Combined Keratoconus Procedures Improve Visual Function

Close-up of an eye with keratoconus, a thinning of the corneal apex that causes the center of the cornea to protrude, side view. This is a hereditary, noninflammatory degenerative corneal disease usually affecting both eyes and causing distorted vision.
Research team offers an update on the Athens protocol.

In an attempt to update the Athens protocol of managing keratoconus, investigators reviewed the method of combining 2 surgical techniques applied in the same session; corneal transepithelial photorefractive keratectomy with minimized volume ablation profile and accelerated corneal crosslinking. The participants demonstrated significant improvement in visual functioning, according to the study published in Cornea.

The pilot study looked at 25 eyes of 25 consecutive patients with keratoconus grades I, II, and III. Researchers looked at corrected and uncorrected distance visual acuities, manifest refraction, corneal curvature and higher-order aberrations, endothelial cells, and the ocular modulation transfer function preoperatively and postoperatively. The study had a minimum follow-up of 6 months. 

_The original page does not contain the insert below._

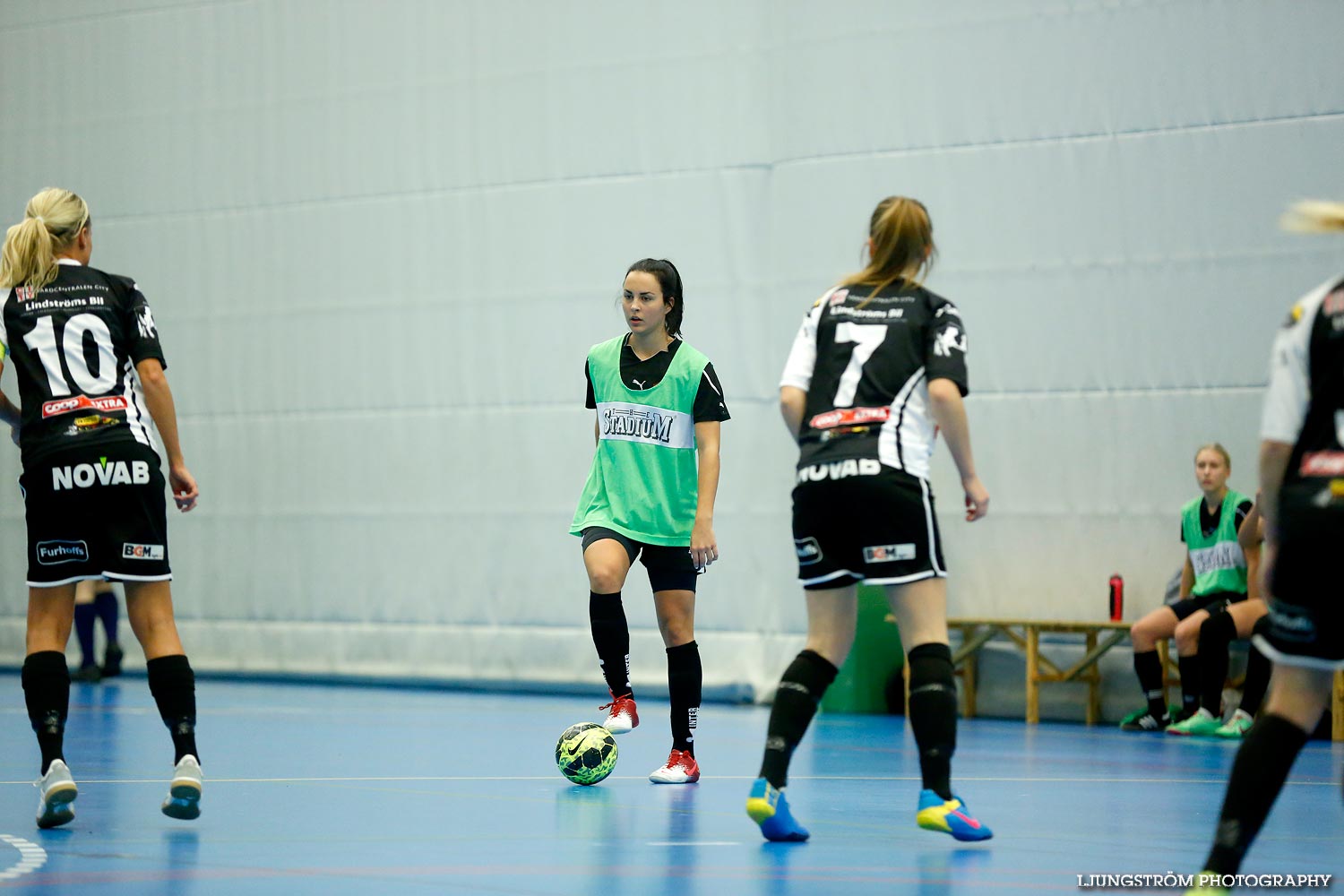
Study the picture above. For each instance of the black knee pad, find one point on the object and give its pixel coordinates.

They found that, by approximately 8 months postoperative, mean corrected and uncorrected distance visual acuities improved significantly in patients who underwent this combination (0.07 ± 0.15 and 0.45 ± 0.39). Additionally, the spherical equivalent saw a significant decrease from baseline. 

“Meanwhile, a significant reduction was found in higher-order aberration, along with the postoperative improvement in ocular modulation transfer function,” the study explains. Corneal surface morphological parameters decreased significantly; however, no significant change was found in posterior corneal curvature or endothelial cell density between the preoperative and postoperative periods.

The study calls corneal minimized-volume ablation with accelerated crosslinking an effective and safe option for correction of mild refractive error in patients with keratoconus.

The original “Athens protocol” included combining topography-guided partial-refraction photorefractive keratectomy and CXL. “Through our research, it was recommended that the corneal minimized-volume ablation profile could be considered in the perspective ‘Athens protocol,’” according to the research team.

The limitations of the study include a lack of a control group for corneal cross-linking alone in the absence of transepithelial photorefractive keratectomy, preventing “direct comparison of treatment efficacy with the combination of customized ablation and CXL.” Longer follow-up is also needed to determine the treatment’s stability.


Yang X, Liu Q, Feng Q, Lin H. Safety and efficacy of corneal minimized-volume ablation with accelerated cross-linking in improving visual function for keratoconus. Cornea. 2020;39:1485–1492. doi:10.1097/ICO.0000000000002462.